2/ « Attendu que la loi n° 70-9 du 2 janvier 1970 qui organise la réglementation des professionnels de l'immobilier, ne comporte pas de dispositions particulières relatives au démarchage à domicile ; Qu'ainsi, les dispositions du Code de Consommation en matière de démarchage à domicile s'appliquent aux professionnels de l'immobilier ; Que tel est le cas lorsqu'un agent immobilier fait souscrire à un consommateur un contrat d'intermédiaire immobilier en dehors de l'établissement commercial ».
3/ « Attendu que compte tenu de cette nullité d'ordre public, l'intimée ne peut solliciter application de la clause pénale prévue au contrat ».
COUR D’APPEL DE BASSE-TERRE
PREMIÈRE CHAMBRE CIVILE
ARRÊT DU 2 FÉVRIER 2009
ÉLÉMENTS D’IDENTIFICATION DE LA DÉCISION (N.B. : mention ne figurant pas sur l’original)
R.G n° 06/00216. Arrêt n° 101. Décision déférée à la Cour : Jugement du Tribunal de Grande Instance de POINTE À PITRE en date du 8 décembre 2005, enregistré sous le n° 04/00059.
APPELANTE :
Madame X.
[adresse], représentée par Maître Brigitte WINTER-DURENNEL (TOQUE 83), avocat au barreau de GUADELOUPE
INTIMÉE :
SARL PROMO INVEST
[adresse], représentée par Maître Anne-Marie ROLIN (TOQUE 18), avocat au barreau de GUADELOUPE
COMPOSITION DE LA COUR : L'affaire a été débattue le 1er décembre 2008, en audience publique, devant la cour composée de : M. Jean-Luc POISOT, président de chambre, président, M. Marc SALVATICO, conseiller, Mme Marie-Hélène CABANNES, conseillère, rapporteur qui en ont délibéré.

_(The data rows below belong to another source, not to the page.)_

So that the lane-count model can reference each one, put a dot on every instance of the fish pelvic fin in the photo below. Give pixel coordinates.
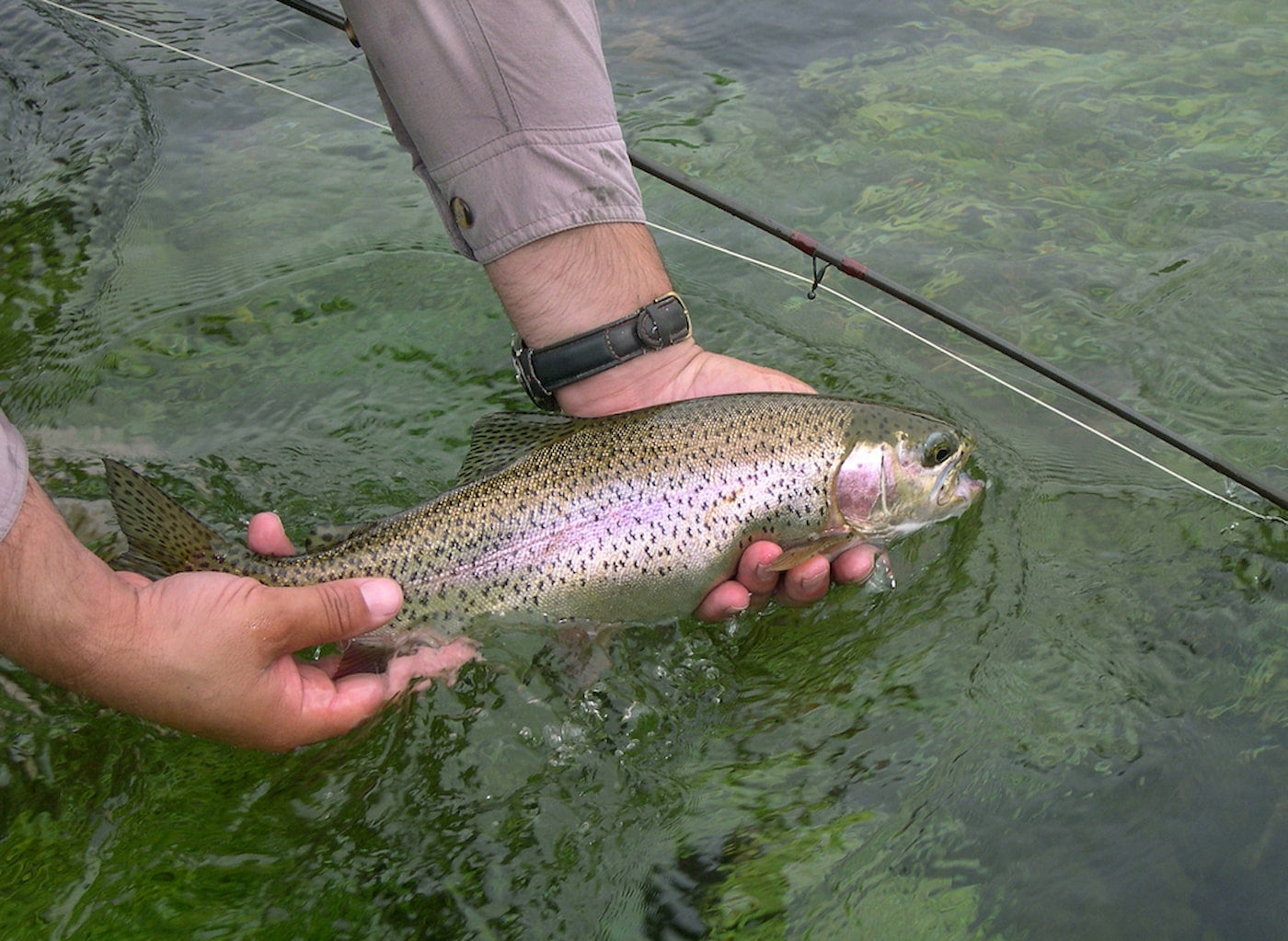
(163, 535)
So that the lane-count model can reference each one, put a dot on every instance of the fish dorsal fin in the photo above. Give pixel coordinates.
(500, 439)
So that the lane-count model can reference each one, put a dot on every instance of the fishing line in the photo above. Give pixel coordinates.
(956, 357)
(847, 265)
(203, 61)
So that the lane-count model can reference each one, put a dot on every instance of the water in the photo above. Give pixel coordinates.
(1068, 719)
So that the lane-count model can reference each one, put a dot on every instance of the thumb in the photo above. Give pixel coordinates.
(332, 611)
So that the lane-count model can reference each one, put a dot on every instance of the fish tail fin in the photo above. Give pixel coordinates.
(163, 535)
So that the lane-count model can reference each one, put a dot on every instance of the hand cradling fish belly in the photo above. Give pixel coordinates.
(625, 519)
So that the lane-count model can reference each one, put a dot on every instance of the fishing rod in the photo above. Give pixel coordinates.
(817, 251)
(850, 267)
(857, 270)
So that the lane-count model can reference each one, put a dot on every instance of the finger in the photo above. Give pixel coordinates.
(753, 572)
(805, 583)
(300, 617)
(723, 602)
(264, 534)
(856, 564)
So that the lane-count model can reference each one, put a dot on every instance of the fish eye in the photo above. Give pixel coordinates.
(937, 448)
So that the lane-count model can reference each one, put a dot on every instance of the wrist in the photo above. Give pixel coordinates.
(652, 328)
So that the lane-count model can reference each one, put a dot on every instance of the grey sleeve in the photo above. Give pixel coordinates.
(13, 474)
(508, 112)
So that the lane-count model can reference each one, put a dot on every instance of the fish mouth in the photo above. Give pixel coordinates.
(953, 487)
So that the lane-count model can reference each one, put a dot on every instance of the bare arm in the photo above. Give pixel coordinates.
(205, 653)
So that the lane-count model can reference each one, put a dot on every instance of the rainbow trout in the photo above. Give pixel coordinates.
(625, 519)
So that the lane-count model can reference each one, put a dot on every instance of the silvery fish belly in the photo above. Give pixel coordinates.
(630, 518)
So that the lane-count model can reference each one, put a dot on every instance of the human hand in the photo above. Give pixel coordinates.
(200, 651)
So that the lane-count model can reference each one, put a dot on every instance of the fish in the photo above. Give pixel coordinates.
(624, 519)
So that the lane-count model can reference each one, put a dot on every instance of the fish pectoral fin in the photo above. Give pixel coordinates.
(823, 546)
(371, 651)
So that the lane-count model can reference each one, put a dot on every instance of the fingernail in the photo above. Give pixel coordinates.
(383, 598)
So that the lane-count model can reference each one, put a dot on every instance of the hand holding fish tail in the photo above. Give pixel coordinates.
(200, 651)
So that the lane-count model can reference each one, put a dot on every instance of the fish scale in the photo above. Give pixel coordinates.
(622, 519)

Les parties ont été avisées à l'issue des débats que l'arrêt sera prononcé par sa mise à disposition au greffe de la cour le 2 février 2009.
GREFFIER : Lors des débats : Mme Juliette GERAN, adjointe administrative, faisant fonction de greffière.

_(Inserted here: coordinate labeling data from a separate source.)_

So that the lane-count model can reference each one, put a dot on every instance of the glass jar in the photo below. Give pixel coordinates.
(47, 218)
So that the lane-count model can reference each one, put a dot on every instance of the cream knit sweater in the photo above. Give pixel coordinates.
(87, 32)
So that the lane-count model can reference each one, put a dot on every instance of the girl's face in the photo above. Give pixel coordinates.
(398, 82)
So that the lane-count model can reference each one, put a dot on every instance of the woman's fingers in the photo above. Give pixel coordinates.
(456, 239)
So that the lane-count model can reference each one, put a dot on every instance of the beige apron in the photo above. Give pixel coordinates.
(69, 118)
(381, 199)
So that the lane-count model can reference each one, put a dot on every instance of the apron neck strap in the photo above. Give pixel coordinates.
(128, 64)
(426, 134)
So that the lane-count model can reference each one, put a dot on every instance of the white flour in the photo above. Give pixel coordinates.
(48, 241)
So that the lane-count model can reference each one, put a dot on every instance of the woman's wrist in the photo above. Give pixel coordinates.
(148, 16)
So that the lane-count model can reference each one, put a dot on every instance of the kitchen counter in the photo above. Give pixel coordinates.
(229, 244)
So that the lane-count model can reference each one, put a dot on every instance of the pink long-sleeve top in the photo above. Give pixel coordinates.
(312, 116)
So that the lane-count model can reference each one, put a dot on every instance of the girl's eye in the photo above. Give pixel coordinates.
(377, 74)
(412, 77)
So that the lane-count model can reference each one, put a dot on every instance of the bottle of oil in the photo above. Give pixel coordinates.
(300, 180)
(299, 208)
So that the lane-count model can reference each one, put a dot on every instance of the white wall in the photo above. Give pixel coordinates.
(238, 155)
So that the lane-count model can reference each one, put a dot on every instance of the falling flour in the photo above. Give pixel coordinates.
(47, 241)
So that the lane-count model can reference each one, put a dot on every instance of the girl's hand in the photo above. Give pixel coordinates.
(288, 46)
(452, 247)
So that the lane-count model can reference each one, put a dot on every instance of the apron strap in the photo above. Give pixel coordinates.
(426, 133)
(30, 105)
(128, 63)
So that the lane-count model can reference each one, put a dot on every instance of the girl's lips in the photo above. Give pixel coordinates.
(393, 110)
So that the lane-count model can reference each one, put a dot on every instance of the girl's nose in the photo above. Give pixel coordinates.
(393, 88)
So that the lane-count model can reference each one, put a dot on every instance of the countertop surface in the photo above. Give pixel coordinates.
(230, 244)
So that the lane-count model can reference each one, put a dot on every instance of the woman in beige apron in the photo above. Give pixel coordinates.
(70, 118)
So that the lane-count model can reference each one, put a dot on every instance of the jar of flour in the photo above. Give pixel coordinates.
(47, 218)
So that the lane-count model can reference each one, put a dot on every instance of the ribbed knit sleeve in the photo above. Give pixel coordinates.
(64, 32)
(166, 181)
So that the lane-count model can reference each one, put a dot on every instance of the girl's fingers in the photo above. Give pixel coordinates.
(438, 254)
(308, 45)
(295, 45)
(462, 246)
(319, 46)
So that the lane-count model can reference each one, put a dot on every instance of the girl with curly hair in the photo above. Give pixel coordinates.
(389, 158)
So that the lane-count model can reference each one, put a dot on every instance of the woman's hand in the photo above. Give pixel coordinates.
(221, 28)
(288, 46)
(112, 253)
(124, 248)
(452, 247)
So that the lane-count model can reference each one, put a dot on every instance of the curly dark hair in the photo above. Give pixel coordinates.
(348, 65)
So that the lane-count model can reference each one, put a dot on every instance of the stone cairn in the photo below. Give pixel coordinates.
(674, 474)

ARRÊT : Contradictoire, prononcé publiquement par mise à disposition de l'arrêt au greffe de la cour, les parties en ayant été préalablement avisées conformément à l'article 450 al. 2 du Code de procédure civile. Signé par M. Jean-Luc POISOT, président de chambre, président et par Mme Maryse PLOMQUITTE, greffière, à laquelle la décision a été remise par le magistrat signataire.
EXPOSÉ DU LITIGE (N.B. : mention ne figurant pas sur l’original)
[minute page 2] Par jugement en date du 8 décembre 2005, le tribunal de grande instance de Pointe à Pitre a :
- rejeté la demande de nullité du contrat conclu entre Madame X et la société PROMO INVEST SARL le 1er septembre 2003,
- condamné Madame X. à payer à la société PROMO INVEST SARL la somme de 9.200 € à titre de dommages et intérêts et celle de 2.000€ sur le fondement de l'article 700 du Code de Procédure Civile,
- débouté la société PROMO INVEST SARL de ses demandes à l'encontre des époux Y.,
- dit n'y avoir lieu à application de l'article 700 du Code de Procédure Civile au bénéfice des époux Y.,
- prononcé l'exécution provisoire des dispositions de la décision,
- condamné Madame X. aux entiers dépens.
Par déclaration remise au secrétariat-greffe de la cour d'appel le 10 février 2006, Madame X. a interjeté appel de cette décision.
Par conclusions en date du 8 septembre 2008, l'appelante expose que suivant mandat exclusif de vente signé à [ville A] à son domicile le 1er septembre 2003, elle a donné mandat exclusif à la société PROMO INVEST, de vendre une parcelle de terre d'une superficie de 2.672 m² située à [ville A].
En date du 14 octobre 2003, Madame X. a fait savoir à la société PROMO INVEST, qu'elle entendait « retirer son terrain de la vente ».
Par lettre du 22 octobre 2003, la société PROMO INVEST lui a répondu que le mandat de vente venait à échéance le 30 novembre 2003, et qu'elle avait appris que les époux Y. projetaient d'acquérir le bien directement alors qu'ils lui avaient été présentés par l'agence.
Selon Madame X., le mandat de vente est nul car la réglementation du démarchage en vue d'opérations relatives à des immeubles n'a pas été respectée et ainsi la clause pénale, contenue dans un contrat nul, ne pourrait recevoir application.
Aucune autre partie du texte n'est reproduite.